Kembali ketegangan menguasai diri mereka, dan hati
mereka jadi rusuh dan pikiran mereka jadi kacau kembali.
Ketakutan kembali datang melanda. Mereka bersembahyang
subuh, dan seruanAllahu Akbar!Allahu Akbar! Allahu Akbar!
Pak Haji terdengar bertambah khusuk, dan dalam hati mereka
pun lebih-lebih lagi menyerahkan diri mereka ke bawah
perlindungan Allah Yang Maha Kuasa. Setiap orang di antara
mereka menambah doa dalam hatinya, supaya dialah yang
diselamatkan Tuhan. Kemudian mereka memandikan mayat Pak Balam dan
membungkusnya dengan kain sarung. Bekas luka-luka di
badan dan kaki Pak Balam telah membusuk sama sekali.
Mayatnya berbau busuk. Mereka kemudian menggali
kuburan. Setelah kuburan mereka tutup kembali tiba-tiba
Buyung tak dapat menahan dirinya.
"Wak Katok," katanya, "mari sekarang kita buru harimau
itu sampai dapat. Hatiku panas sekali. Pak Balam, Talib dan
Sutan harus dituntut bela."
Wak Katok memandang kepadanya kemudian kepada Pak
Haji, dan Sanip. Tak ada terniat sebenarnya dalam hatinya
untuk memburu harimau. Satu-satunya rencana ialah secepat
mungkin meneruskan perjalanan untuk kembali ke kampung
dan untuk menyelamatkan dirinya. Tetapi ini, anak muda
yang menjadi muridnya pula, berani mengusulkan agar
mereka pergi memburu harimau.
"Diam engkau dulu, Buyung. Tunggu orang-orang tua
berunding dulu," kata Wak Katok mendiamkan Buyung.

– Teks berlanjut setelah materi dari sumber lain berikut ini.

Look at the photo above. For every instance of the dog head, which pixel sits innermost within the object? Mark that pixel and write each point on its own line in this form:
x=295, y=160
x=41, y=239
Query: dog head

Buyung hendak membantah, akan tetapi menahan
dirinya. Dia melihat kepada Pak Haji dan Sanip, seakan
hendak meminta bantuan dari mereka. Akan tetapi Pak Haji
diam saja, dan Sanip menundukkan mukanya, lebih suka
membiarkan orang lain saja mengambil putusan. Sejak Talib
diterkam harimau, dan kemarin Sutan, seakan sesuatu patah
di dalam dirinya, dan Sanip yang penggembira dulu seakan
tak ada lagi. Ia kelihatannya lesu sekali. Kecemerlangan
hatinya yang penggembira telah hilang. Seakan cahaya hidup
telah padam dalam dirinya. Sinar matanya pun pudar, tak
berkilauan. Pak Haji berunding dengan Wak Katok, Pak Haji
mengatakan bahwa putusan terserah pada Wak Katok, karena
Wak Katok yang membawa senapan dan Wak Katoklah yang
ahli berburu. Memang kemungkinan besar Sutan telah lama
habis dimakan harimau. Akan tetapi selalu pula ada
kemungkinan dia berhasil melepaskan diri, dan mungkin kini
bersembunyi di atas pohon. Mungkin dia luka. Tidakkah
dalam keadaan demikian kewajiban mereka untuk menolongnya" Dan bagaimana jika mereka kembali ke
kampung dan kemudian ternyata Sutan masih hidup, dan
berhasil pula kembali ke kampung" Apa kata orang kampung
nanti tentang diri mereka"
Ucapan Pak Haji yang terakhir inilah yang menyebabkan
Wak Katok memutuskan untuk kembali ke tempat mereka
mendengar Sutan diserang harimau. Dia lebih takut lagi jika
namanya akan rusak di kampung, jika orang kampung akan
tahu, bahwa dia takut, apalagi setelah Buyung yang
mengusulkan supaya mereka kembali. Mulut anak muda itu
tak akan berhenti-henti nanti bercerita, pikirnya dengan
marah, bahwa dia telah mengusulkan agar kembali, tetapi
Wak Katok tak mau. Dia takut dan ingin cepat lari ke
kampung. Serasa terdengar olehnya maki-makian orang
kampung terhadap dirinya, jika terjadi yang demikian. Tidak,
hal yang demikian tak dapat dibiarkannya terjadi. Dia harus
tetap memelihara keseganan dan hormat orang kampung
terhadap dirinya. Dia merasa tak dapat hidup, jika dia tidak
lagi dihormati, disegani, dan dipuji-puji orang di kampung.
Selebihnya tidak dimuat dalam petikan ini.